In my Part 1 Post about “How do Writers Measure Success”, I ended by asking myself:
Why am I doing this?- or What do I really want?
One of the best ways to know if you have succeeded is to have a good idea at the beginning of what the finish line looks like.
In the business world- and many would argue that writers should treat their writing as seriously as any career- one way to know is to have a business plan and set goals. That way you know when you have met them.
That’s great. I’m a writer, what is my goal?
The usual shy answer at the beginning is “to get published” which most often translates into “to convince a publisher to publish my book.” By the way, these words have led to some of the worst contract agreements in history.
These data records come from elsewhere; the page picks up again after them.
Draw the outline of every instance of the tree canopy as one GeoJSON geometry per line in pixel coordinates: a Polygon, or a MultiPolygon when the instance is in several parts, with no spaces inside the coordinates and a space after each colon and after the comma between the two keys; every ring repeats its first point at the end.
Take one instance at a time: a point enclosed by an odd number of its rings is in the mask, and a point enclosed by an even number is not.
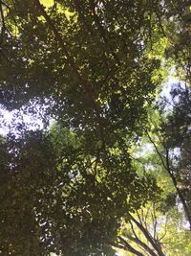
{"type": "Polygon", "coordinates": [[[191,221],[189,85],[174,90],[168,117],[152,106],[169,69],[189,84],[189,12],[186,0],[0,0],[2,109],[41,110],[44,123],[12,123],[0,138],[0,254],[164,255],[132,221],[154,200],[173,213],[173,195],[191,221]],[[156,152],[136,164],[142,137],[156,152]],[[159,175],[142,171],[156,159],[159,175]]]}

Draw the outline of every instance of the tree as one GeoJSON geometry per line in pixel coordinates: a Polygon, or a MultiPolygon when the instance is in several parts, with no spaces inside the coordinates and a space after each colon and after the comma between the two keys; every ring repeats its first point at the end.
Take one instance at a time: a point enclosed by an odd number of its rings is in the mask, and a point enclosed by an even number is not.
{"type": "Polygon", "coordinates": [[[50,131],[21,124],[2,142],[1,252],[110,255],[124,213],[158,193],[128,150],[162,80],[161,20],[181,29],[187,5],[46,2],[0,1],[0,103],[46,105],[45,120],[57,121],[50,131]]]}
{"type": "Polygon", "coordinates": [[[147,135],[173,182],[191,227],[190,89],[179,84],[172,89],[171,96],[172,111],[164,118],[166,99],[163,99],[160,103],[160,128],[154,123],[155,135],[153,138],[149,133],[147,135]]]}

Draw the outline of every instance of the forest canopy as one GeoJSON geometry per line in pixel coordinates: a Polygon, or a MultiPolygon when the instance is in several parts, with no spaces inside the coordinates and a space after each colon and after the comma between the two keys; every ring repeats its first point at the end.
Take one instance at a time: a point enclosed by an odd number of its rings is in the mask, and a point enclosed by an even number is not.
{"type": "Polygon", "coordinates": [[[0,135],[0,255],[190,255],[189,44],[187,0],[0,0],[0,111],[43,123],[0,135]]]}

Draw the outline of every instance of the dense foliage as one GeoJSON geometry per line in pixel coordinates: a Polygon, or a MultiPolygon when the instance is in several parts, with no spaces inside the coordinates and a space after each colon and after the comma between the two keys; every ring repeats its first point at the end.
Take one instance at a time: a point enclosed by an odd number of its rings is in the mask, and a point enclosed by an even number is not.
{"type": "MultiPolygon", "coordinates": [[[[158,110],[164,121],[148,122],[170,65],[189,82],[188,1],[5,0],[0,18],[2,108],[32,116],[43,109],[44,122],[41,130],[12,123],[0,138],[0,254],[114,255],[118,247],[164,255],[155,221],[153,237],[140,228],[149,244],[134,237],[132,223],[140,227],[136,214],[154,200],[158,215],[173,213],[169,198],[177,208],[180,200],[191,221],[189,89],[174,91],[180,97],[167,118],[158,110]],[[135,164],[141,136],[160,175],[135,164]],[[162,175],[173,181],[167,189],[162,175]]],[[[145,168],[150,159],[138,161],[145,168]]]]}

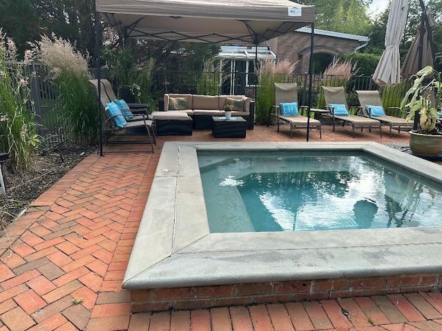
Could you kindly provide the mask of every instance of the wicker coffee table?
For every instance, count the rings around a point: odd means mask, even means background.
[[[245,138],[247,121],[242,117],[213,117],[214,138]]]

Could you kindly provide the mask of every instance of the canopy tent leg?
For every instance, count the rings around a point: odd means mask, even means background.
[[[99,156],[103,156],[103,132],[102,130],[102,105],[100,100],[102,99],[102,63],[100,61],[100,52],[102,50],[102,29],[99,23],[99,14],[95,12],[95,42],[97,48],[97,79],[98,79],[98,132],[99,135]]]
[[[309,141],[309,132],[310,132],[310,109],[311,108],[311,88],[313,80],[313,49],[314,39],[315,23],[311,23],[311,32],[310,35],[310,61],[309,63],[309,102],[307,108],[307,141]],[[305,86],[304,87],[305,88]]]

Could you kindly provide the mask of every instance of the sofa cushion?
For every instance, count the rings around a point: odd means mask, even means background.
[[[193,110],[193,116],[222,116],[223,111],[216,109],[195,109]]]
[[[189,121],[189,116],[183,112],[153,112],[154,121]]]
[[[185,97],[169,98],[169,110],[183,110],[184,109],[189,109],[187,98]]]
[[[250,98],[246,97],[245,95],[220,95],[220,101],[219,101],[219,103],[220,103],[219,109],[220,110],[224,109],[224,106],[226,104],[226,99],[227,98],[234,99],[234,100],[243,100],[244,101],[243,108],[241,110],[238,110],[238,111],[247,112],[250,112]]]
[[[164,110],[169,109],[170,98],[186,98],[187,99],[187,109],[192,109],[192,94],[166,93],[163,98],[164,101]]]
[[[232,110],[235,112],[244,111],[244,99],[226,98],[226,105],[232,105]]]
[[[218,95],[192,95],[192,107],[195,110],[219,110]]]

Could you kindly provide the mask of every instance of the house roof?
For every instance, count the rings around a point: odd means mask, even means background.
[[[298,32],[311,33],[311,30],[307,28],[300,28],[296,30]],[[335,38],[343,38],[345,39],[357,40],[358,41],[367,42],[369,40],[368,37],[358,36],[357,34],[350,34],[349,33],[336,32],[335,31],[327,31],[326,30],[315,29],[315,34],[322,36],[334,37]]]

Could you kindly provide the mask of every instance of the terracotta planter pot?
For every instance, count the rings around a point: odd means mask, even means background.
[[[410,148],[414,154],[435,157],[442,150],[442,134],[423,134],[410,131]]]

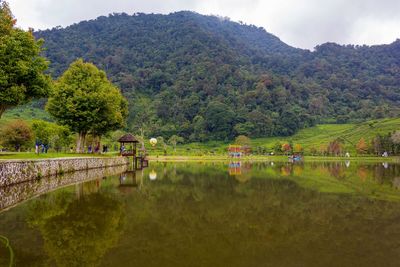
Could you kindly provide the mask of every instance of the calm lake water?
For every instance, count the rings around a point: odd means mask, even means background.
[[[0,212],[15,266],[400,265],[400,165],[151,163],[90,179]],[[0,266],[9,254],[0,242]]]

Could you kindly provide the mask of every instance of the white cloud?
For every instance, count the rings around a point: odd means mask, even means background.
[[[381,44],[400,38],[398,0],[9,0],[18,25],[67,26],[113,12],[193,10],[264,27],[290,45]]]

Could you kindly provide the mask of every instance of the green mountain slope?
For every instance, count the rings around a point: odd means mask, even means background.
[[[78,57],[105,70],[130,102],[129,130],[152,136],[288,136],[400,114],[400,40],[310,52],[192,12],[114,14],[35,35],[55,77]]]

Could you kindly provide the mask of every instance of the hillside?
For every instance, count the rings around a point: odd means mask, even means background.
[[[152,136],[288,136],[400,114],[400,40],[310,52],[192,12],[114,14],[35,35],[54,77],[78,57],[95,63],[128,98],[129,130]]]
[[[251,140],[251,146],[254,152],[259,148],[263,148],[265,152],[273,151],[276,143],[292,142],[293,144],[301,144],[306,154],[310,153],[312,147],[317,150],[321,146],[327,145],[329,142],[339,138],[344,144],[346,151],[355,155],[356,144],[364,138],[368,144],[376,135],[386,135],[394,131],[400,130],[400,118],[396,119],[380,119],[366,121],[354,124],[320,124],[307,129],[302,129],[295,135],[290,137],[267,137],[255,138]],[[230,142],[204,142],[179,145],[177,147],[177,155],[194,154],[203,155],[213,151],[216,154],[226,154],[226,149]],[[154,151],[153,151],[154,152]],[[159,155],[163,154],[162,148],[156,149]],[[170,150],[169,153],[172,153]]]

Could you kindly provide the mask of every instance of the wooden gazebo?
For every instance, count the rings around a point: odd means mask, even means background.
[[[145,155],[136,155],[136,144],[139,143],[139,141],[136,139],[135,136],[133,136],[132,134],[125,134],[120,139],[118,139],[118,142],[121,144],[120,155],[124,157],[132,157],[135,169],[142,169],[148,166],[149,162],[145,158]],[[129,149],[126,149],[126,144],[130,144]]]
[[[135,136],[133,136],[132,134],[125,134],[120,139],[118,139],[118,142],[121,144],[121,147],[119,150],[121,156],[136,157],[136,144],[139,143],[139,141],[136,139]],[[126,147],[125,147],[126,144],[131,145],[130,149],[126,149]]]

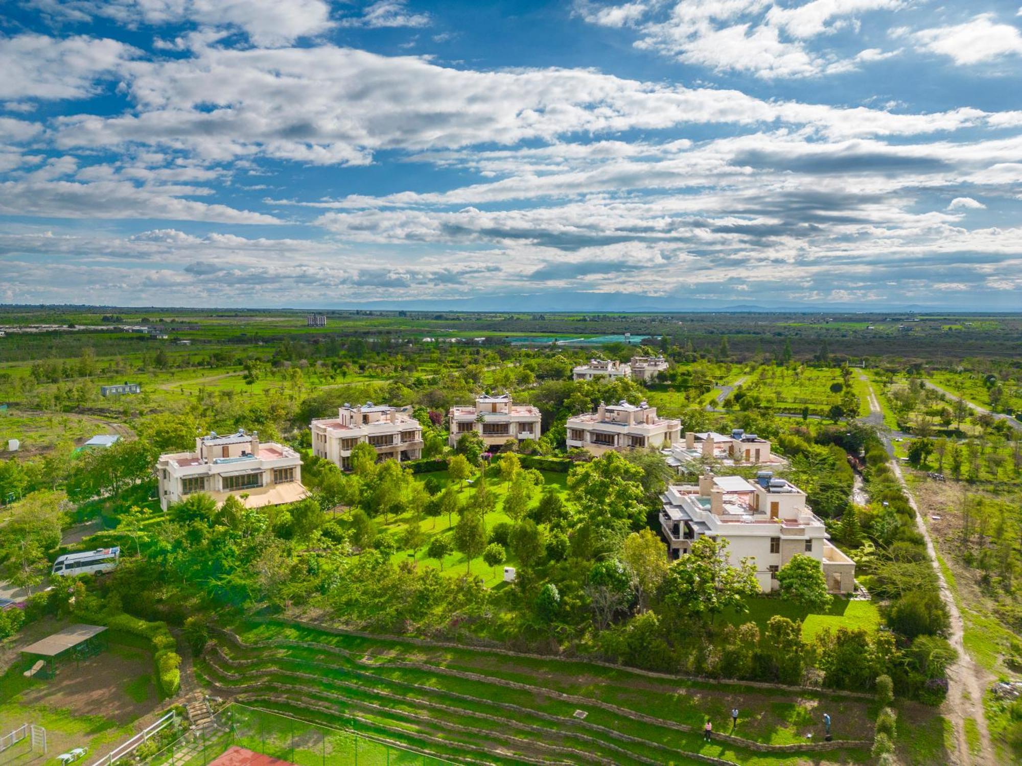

Many authors have signed contracts full of clauses that are against their own best interests because they are afraid that if they raise even the tiniest question about any point of a contract offered by a Real Live Publisher, that said publisher will take their golden-goose contract and hit the road. One newbie (future NYT) author actually naively signed over the use of her legal name to a publisher! She couldn’t use her own name on any books sold through any other publisher for YEARS.
Of course, publishers of various sorts are no longer the only path to publication. But there is still something to be said for achieving the recognition of a professional publisher as a measure of having written a “good” book. Personally, I chose to shop my first work to small press publishers rather than go to self-publishing first, because I wanted to know if my work was marketable. If someone in the business of making money off of books thought mine was worth acquiring, well, that said I was on the right track.
So, getting published is a great goal. Am I done yet? Am I a success now?
It’s a funny thing about goals, but one is almost never enough. Once you reach it, you find another one waiting for you.
So, now I’m published. And I’m still asking “What is my goal? But now the answers start changing.
My next goal could be “I want to sell more books.” Or “I want to get good reviews on my books.” Or maybe “I want to make the New York Times or USA Today list.”
But about now, I have some real decisions to make about what goals I’m willing to pay for. Because success, as we all know, most often comes at the price of hard work.. So I have to ask myself, what kind of success can I afford?